Abstract 152 Health Services Research: Organization & Policy Platform, Monday, 5/3

Objective: Prior research has suggested that parents of children with chronic illness perceive poor coordination of care between primary care physicians (PCP) and specialty care physicians. The aims of this study were to examine parental preferences for locus of service delivery for management of their teen's general health and congenital heart disease (CHD)-related concerns.

Methods: A health care preferences survey was mailed to a consecutive sample of parents of teens, ages 11 to 19 years, recently seen in follow-up in the cardiology clinic. Chart review was used to collect information to apply a severity of illness index we previously developed and validated: low severity (≤1 invasive cardiovascular procedure), moderate severity (>1 invasive cardiovascular procedure), and high severity (persistent cyanosis or single ventricle physiology).

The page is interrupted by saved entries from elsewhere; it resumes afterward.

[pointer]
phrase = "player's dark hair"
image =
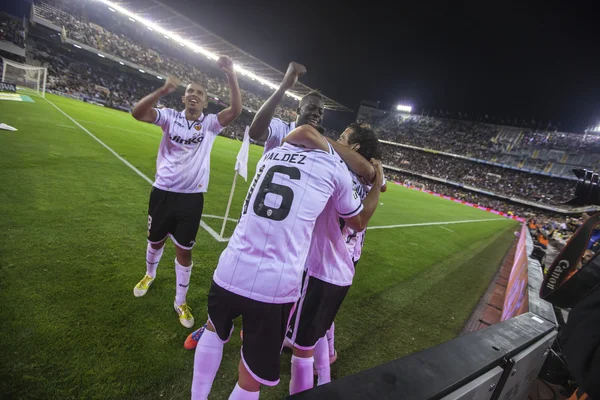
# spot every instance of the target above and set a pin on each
(364, 135)
(312, 93)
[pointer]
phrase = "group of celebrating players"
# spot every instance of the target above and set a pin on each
(292, 256)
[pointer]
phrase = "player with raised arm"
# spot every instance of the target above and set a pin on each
(259, 274)
(182, 174)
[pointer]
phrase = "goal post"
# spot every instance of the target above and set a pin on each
(26, 76)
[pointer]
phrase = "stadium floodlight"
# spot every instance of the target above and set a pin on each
(405, 108)
(187, 43)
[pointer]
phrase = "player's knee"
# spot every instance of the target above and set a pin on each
(245, 380)
(184, 257)
(303, 353)
(158, 246)
(210, 326)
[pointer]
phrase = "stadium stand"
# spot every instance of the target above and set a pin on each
(496, 160)
(12, 30)
(545, 152)
(508, 182)
(140, 46)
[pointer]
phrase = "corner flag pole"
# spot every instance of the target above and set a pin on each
(241, 168)
(228, 204)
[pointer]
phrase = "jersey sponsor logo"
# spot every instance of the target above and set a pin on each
(286, 157)
(193, 140)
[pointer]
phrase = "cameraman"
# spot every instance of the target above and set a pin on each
(580, 343)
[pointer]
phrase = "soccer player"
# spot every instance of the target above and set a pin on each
(329, 287)
(182, 174)
(259, 274)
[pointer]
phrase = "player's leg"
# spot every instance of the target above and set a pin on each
(331, 343)
(265, 326)
(222, 310)
(159, 223)
(316, 311)
(321, 357)
(188, 212)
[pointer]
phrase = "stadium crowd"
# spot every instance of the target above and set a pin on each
(471, 138)
(11, 30)
(503, 181)
(135, 45)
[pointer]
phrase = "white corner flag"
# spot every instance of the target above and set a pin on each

Results: Overall, 18 distinct CHD lesions were represented with the following classification: 40 low severity, 36 moderate severity, and 10 high severity (N = 86). For all 11 general health concerns, 96-100% of parents preferred seeing the PCP. With regards to CHD-related concerns, most parents preferred seeing the PCP: chest pain (52%), syncope (73%), appearing seriously ill (79%), a sports physical examination (79%), and antibiotics for dental visit (94%). Conversely, most parents preferred the cardiologist for heart medication prescription refills (65%) and sports participation questions (59%). For 5 of 7 CHD-related concerns, there was a significant trend toward preferring cardiologist use with increasing disease severity (p=0.002 to p=0.04). Overall, 58% of parents, regardless of CHD severity, preferred a PCP-cardiologist co-management model as opposed to a specialist-dominated model for their teen's CHD care. Co-management model parents had increased preference for PCP use for CHD-related prophylactic activities (p=0.002). Multivariable regression analysis that adjusted for disease severity, age, and sex, showed increasing family income was associated with decreased odds of co-management model preference (odds ratio 0.65, 95% confidence interval 0.44 to 0.96).

Conclusions: The majority of parents of teens with CHD desire a co-management model between their PCP and cardiologist, regardless of severity of CHD. Most parents preferred PCP use for both general health and CHD-related concerns, although this preference declined with increasing disease severity. This study suggests that parents desire collaboration between primary and specialty care physicians with significant reliance on PCPs for their teen's chronic illness.